Warnung vor der Verstetigung der Nutzung
Die Berliner Beauftragte für Datenschutz und Informationsfreiheit zeigt zwar Verständnis: In einer Zeit der extrem beschleunigten und teilweise auch überstürzten Digitalisierung von Arbeit und Schule aufgrund einer Ausnahmesituation sei dies „nachvollziehbar“ – die aktuelle Ausnahmesituation dürfe aber nicht zur Verstetigung der Nutzung derart bedenklicher Dienste und zu einer Reduzierung datenschutzrechtlicher Standards in der Zukunft führen.
Wo die Dringlichkeit aktuell zu ergreifender Maßnahmen den Schutz der personenbezogenen Daten nicht im notwendigen Umfang habe berücksichtigen können, müsse daher nun „kontinuierlich nachgebessert“ werden. Sollten datenschutzrechtliche Unwägbarkeiten oder gar Missstände auftreten, seien diese umgehend zu beheben.

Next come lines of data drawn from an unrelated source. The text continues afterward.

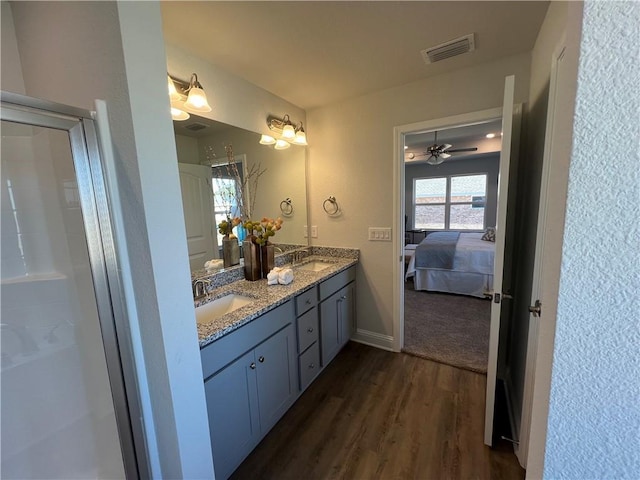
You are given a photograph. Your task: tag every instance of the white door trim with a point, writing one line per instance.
(399, 133)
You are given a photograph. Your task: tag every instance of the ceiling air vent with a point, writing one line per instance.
(194, 127)
(449, 49)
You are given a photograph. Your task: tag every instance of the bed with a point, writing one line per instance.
(454, 264)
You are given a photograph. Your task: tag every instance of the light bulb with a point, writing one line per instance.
(197, 101)
(288, 132)
(267, 140)
(282, 145)
(173, 93)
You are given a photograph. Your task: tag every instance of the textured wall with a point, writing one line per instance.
(594, 420)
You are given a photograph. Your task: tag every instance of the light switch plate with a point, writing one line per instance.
(380, 234)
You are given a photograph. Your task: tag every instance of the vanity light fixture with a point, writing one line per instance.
(267, 140)
(187, 97)
(282, 144)
(286, 133)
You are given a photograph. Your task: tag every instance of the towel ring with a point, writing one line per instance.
(286, 207)
(330, 205)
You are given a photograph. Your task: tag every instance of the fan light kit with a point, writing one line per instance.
(439, 153)
(286, 133)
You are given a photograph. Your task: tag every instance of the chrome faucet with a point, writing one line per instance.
(200, 288)
(298, 255)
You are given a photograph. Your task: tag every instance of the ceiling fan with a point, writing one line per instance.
(438, 153)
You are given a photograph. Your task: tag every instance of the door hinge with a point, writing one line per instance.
(497, 297)
(536, 309)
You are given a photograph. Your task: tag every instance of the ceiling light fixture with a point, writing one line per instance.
(187, 97)
(286, 133)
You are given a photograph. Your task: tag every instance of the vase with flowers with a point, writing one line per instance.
(259, 255)
(230, 246)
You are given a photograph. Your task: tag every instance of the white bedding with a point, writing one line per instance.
(472, 272)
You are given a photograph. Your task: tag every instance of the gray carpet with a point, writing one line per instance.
(446, 328)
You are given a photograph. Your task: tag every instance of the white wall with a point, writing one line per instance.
(73, 53)
(351, 157)
(594, 418)
(234, 101)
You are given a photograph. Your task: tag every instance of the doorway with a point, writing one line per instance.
(499, 323)
(451, 190)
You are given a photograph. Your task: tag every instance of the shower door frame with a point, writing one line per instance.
(94, 201)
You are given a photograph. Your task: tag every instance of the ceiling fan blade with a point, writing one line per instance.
(472, 149)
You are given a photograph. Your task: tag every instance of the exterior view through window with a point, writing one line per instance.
(450, 203)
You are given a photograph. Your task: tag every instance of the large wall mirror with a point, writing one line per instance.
(203, 161)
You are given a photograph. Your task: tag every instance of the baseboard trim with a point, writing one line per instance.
(373, 339)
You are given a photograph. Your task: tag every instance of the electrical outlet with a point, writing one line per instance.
(380, 234)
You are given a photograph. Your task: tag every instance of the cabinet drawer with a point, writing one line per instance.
(335, 283)
(307, 329)
(309, 365)
(306, 300)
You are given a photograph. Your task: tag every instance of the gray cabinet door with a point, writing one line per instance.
(233, 413)
(346, 312)
(336, 321)
(276, 361)
(329, 330)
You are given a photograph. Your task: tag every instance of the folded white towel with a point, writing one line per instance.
(272, 276)
(285, 276)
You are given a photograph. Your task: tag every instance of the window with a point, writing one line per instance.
(450, 203)
(225, 194)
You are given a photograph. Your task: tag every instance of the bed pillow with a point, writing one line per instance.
(489, 234)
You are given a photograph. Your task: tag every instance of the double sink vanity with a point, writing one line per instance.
(262, 345)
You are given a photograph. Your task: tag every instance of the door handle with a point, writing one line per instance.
(536, 309)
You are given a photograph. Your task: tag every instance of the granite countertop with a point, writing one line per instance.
(267, 297)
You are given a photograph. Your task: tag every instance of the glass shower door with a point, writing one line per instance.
(58, 414)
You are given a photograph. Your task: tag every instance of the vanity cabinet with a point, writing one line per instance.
(250, 382)
(308, 338)
(337, 313)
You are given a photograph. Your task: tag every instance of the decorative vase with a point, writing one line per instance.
(230, 251)
(268, 259)
(252, 259)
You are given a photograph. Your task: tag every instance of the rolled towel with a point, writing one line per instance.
(285, 276)
(272, 276)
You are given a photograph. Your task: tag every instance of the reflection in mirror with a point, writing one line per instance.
(202, 159)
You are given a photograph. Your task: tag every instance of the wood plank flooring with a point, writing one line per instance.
(374, 414)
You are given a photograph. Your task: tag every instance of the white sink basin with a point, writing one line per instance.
(315, 265)
(221, 306)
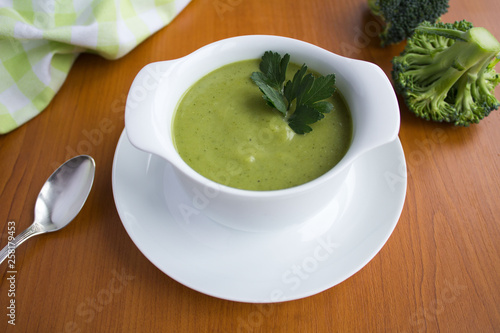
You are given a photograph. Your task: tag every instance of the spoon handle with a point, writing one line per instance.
(32, 230)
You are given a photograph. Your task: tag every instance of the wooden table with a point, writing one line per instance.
(439, 271)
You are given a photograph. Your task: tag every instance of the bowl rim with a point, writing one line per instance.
(309, 50)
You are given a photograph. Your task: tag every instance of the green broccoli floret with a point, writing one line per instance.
(446, 72)
(400, 18)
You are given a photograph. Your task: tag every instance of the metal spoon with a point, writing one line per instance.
(60, 200)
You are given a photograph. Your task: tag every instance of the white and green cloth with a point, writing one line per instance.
(40, 40)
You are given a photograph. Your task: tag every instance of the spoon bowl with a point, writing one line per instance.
(60, 200)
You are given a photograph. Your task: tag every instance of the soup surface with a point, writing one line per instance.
(225, 131)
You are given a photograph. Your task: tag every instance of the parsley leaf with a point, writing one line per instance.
(308, 92)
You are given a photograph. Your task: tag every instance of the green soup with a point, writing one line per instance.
(225, 131)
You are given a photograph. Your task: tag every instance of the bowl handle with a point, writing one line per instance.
(142, 127)
(380, 126)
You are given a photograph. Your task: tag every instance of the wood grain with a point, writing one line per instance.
(439, 271)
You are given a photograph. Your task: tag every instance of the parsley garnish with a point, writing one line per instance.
(306, 90)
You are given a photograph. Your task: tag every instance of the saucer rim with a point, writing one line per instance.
(371, 253)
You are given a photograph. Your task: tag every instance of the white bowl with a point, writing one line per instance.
(159, 86)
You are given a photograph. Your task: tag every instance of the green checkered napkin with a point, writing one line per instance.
(40, 40)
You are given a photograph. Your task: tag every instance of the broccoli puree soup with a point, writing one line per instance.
(225, 131)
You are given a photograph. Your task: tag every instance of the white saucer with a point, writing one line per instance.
(258, 267)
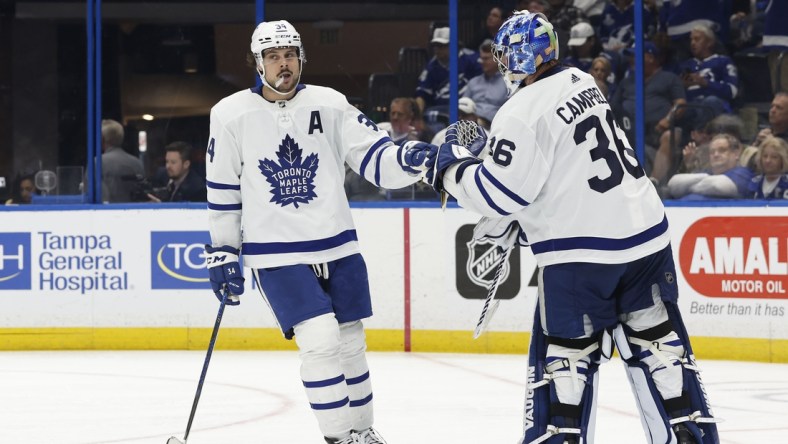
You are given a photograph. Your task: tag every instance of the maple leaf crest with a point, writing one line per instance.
(292, 179)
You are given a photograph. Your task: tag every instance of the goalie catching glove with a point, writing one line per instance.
(465, 141)
(225, 272)
(414, 156)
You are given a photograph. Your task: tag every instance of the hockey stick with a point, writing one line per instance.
(174, 440)
(489, 310)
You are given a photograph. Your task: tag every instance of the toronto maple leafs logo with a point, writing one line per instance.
(292, 179)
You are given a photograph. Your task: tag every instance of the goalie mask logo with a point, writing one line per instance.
(476, 263)
(292, 178)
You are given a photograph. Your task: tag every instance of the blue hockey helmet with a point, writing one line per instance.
(524, 41)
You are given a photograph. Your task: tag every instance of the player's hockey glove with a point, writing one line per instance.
(504, 232)
(225, 272)
(470, 135)
(448, 154)
(414, 155)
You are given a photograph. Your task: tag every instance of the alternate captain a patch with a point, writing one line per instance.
(292, 179)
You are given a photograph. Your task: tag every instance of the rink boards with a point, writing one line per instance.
(134, 278)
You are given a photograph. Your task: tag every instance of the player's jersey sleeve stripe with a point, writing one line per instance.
(359, 402)
(486, 195)
(371, 152)
(253, 248)
(509, 193)
(223, 207)
(222, 186)
(601, 243)
(330, 405)
(377, 167)
(324, 382)
(358, 379)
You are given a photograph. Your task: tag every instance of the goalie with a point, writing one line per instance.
(557, 164)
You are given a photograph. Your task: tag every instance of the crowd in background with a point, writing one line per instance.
(705, 138)
(706, 133)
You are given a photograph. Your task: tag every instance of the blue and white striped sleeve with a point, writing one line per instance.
(372, 154)
(223, 180)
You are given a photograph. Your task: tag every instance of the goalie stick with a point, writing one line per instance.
(489, 310)
(174, 440)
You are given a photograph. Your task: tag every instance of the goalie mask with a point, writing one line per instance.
(277, 34)
(525, 41)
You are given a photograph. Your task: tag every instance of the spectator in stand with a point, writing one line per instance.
(182, 184)
(617, 29)
(711, 79)
(778, 119)
(662, 93)
(433, 88)
(695, 155)
(534, 6)
(22, 190)
(120, 171)
(725, 178)
(775, 40)
(493, 21)
(562, 15)
(678, 19)
(602, 70)
(592, 9)
(400, 124)
(466, 111)
(583, 46)
(772, 162)
(746, 25)
(488, 90)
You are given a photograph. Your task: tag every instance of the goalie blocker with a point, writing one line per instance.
(562, 387)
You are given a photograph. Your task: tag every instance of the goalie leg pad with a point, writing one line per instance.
(356, 370)
(318, 342)
(561, 390)
(662, 372)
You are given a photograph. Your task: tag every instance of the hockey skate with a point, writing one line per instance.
(683, 434)
(352, 439)
(370, 436)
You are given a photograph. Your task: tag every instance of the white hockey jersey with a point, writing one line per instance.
(559, 164)
(276, 171)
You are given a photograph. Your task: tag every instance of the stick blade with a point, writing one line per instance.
(483, 326)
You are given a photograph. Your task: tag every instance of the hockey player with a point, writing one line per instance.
(275, 173)
(560, 166)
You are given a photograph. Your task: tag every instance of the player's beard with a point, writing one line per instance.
(279, 82)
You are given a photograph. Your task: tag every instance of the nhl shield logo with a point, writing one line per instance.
(475, 264)
(292, 179)
(482, 263)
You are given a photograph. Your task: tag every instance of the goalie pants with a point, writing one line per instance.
(321, 307)
(582, 310)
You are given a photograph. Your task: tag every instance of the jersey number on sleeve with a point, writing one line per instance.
(211, 148)
(365, 120)
(502, 151)
(616, 163)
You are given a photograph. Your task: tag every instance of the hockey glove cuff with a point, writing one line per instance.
(447, 156)
(414, 156)
(224, 272)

Betroffene Institutionen bei Umstellung nicht alleinlassen
Die Verantwortlichen seien aufgefordert, „kurzfristig eingesetzte, aber nicht datenschutzgerechte Lösungen sobald wie möglich durch datenschutzgerechte zu ersetzen“. Im öffentlichen Bereich seien hierzu in besonderer Weise die Hauptverwaltungen in der Verantwortung, zentral für entsprechend datenschutzgerechte Angebote zu sorgen.
„Schulen, Fachverwaltungen und sonstige öffentliche Einrichtungen, die auch in dieser Krisenzeit ihre Kernaufgaben erfüllen müssen, dürfen bei der dringend gebotenen Umstellung auf datenschutzkonforme Lösungen nicht allein gelassen werden“, betont Smoltczyk. Angefangen bei Messenger-Diensten bis hin zu Videokonferenz- und E-Learning-Tools sollte der Berliner Senat dafür sorgen, dass datenschutzgerechte, anwendungsfreundliche und sichere Kommunikationsmittel bereitstehen, auf die jede öffentliche Stelle bei Bedarf zugreifen kann.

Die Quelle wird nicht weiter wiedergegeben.